Pesta Sudah Kelar Mas Bro, Waspadai Volatilitas Masih Tinggi!

Imbal hasil (yield) obligasi pemerintah AS tenor 10 tahun sempat lompat 11 basis poin menjadi 1,75%, tertinggi sejak Januari 2020, setelah Rapat Komite Terbuka Federal (Federal Open Committee Meeting/FOMC) usai dan menyuntikkan eforia di bursa saham nasional kemarin.
Pagi tadi, imbal hasil tersebut agak mereda, menjadi 1,706%. Akan tetapi bursa saham AS anjlok, menunjukkan bahwa pasar menilai kebijakan ekstra longgar memiliki efek ikutan yang berkonsekuensi besar juga.
Ketika stimulus dan moneter ekstra longgar dijalankan bersamaan dengan laju yang cepat dalam waktu lama, maka uang beredar akan meningkat baik di pasar maupun di sektor riil.
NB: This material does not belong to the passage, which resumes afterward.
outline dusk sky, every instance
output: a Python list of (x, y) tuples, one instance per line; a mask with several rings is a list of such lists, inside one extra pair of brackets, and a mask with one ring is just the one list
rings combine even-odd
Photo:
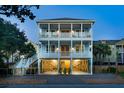
[(40, 6), (40, 9), (33, 9), (36, 15), (35, 20), (27, 19), (25, 23), (20, 23), (15, 17), (6, 18), (12, 23), (18, 23), (21, 30), (25, 30), (29, 40), (38, 41), (38, 29), (36, 20), (50, 18), (81, 18), (94, 19), (93, 39), (121, 39), (124, 38), (124, 6)]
Di sektor riil, jejaknya terlihat dari kenaikan inflasi AS (sebesar 1,7% per Februari) sementara di pasar jejaknya terlihat dari kenaikan imbal hasil obligasi acuan.
Ditambah dengan ekspektasi pemulihan ekonomi, aset berisiko seperti saham pun menjadi lebih menarik ketimbang surat utang. Aksi jual obligasi pun terjadi yang berujung pada kenaikan imbal hasil, dibarengi aksi beli saham di bursa AS dan bursa negara emerging market.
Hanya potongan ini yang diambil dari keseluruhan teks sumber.